Let’s Hear it for the Good Old IRA!

February 18, 2007

Tom Sullivan reminds us that in a world where 401(k)s are getting all the press, we shouldn't forget about the grand old man of retirement vehicles, the individual retirement account.

Survey after survey shows a heavy majority of people say they will not have enough to live on when they retire. Yet less than half of them say they are putting money into an IRA. Why not? The clock is ticking, and the day of reckoning is coming.

You do not have to contribute money in one lump sum, nor do you have to contribute the maximum amount allowed.

You can put in as little as you want, a tiny amount, if that is all you can afford. You just cannot exceed the annual maximum, which is now $4,000 (or $5,000 for people 50 or older). You can budget it to make a monthly contribution, if that makes it easier on your checkbook.

Don't let the rules on tax deductions sway you against contributing. Many people won't contribute because they don't qualify for a tax deduction. They may already be in another qualified retirement plan, their income is above the deduction threshold or they chose a Roth IRA.
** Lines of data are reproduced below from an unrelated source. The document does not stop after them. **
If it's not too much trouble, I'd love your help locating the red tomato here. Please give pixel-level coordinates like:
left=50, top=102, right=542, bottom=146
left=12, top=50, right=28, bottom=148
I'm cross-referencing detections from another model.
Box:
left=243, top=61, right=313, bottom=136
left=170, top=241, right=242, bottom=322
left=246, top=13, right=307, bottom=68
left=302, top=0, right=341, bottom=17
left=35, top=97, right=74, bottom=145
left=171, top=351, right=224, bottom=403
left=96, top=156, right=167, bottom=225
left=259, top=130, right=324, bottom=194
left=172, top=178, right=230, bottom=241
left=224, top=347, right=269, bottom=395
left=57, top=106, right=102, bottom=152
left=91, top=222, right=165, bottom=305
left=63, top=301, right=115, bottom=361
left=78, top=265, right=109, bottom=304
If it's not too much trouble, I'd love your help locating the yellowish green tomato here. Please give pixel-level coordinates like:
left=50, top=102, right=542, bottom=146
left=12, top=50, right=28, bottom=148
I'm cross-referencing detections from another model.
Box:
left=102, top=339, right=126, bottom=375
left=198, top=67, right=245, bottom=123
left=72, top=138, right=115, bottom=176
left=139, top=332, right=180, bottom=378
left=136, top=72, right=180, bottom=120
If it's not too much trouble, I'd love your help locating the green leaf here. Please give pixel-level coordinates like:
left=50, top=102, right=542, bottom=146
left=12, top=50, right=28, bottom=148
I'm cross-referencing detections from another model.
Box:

(The Roth IRA, you may recall, is not tax deductible, but all earnings are completely tax-free.)

A tax deduction should not be the main reason you consider putting money into an IRA. You are saving money, and it grows without any current tax liability. The idea is to build a nest egg for the future.

People often ask me whether they can contribute to both an IRA and a 401(k). Yes, you can put money into both."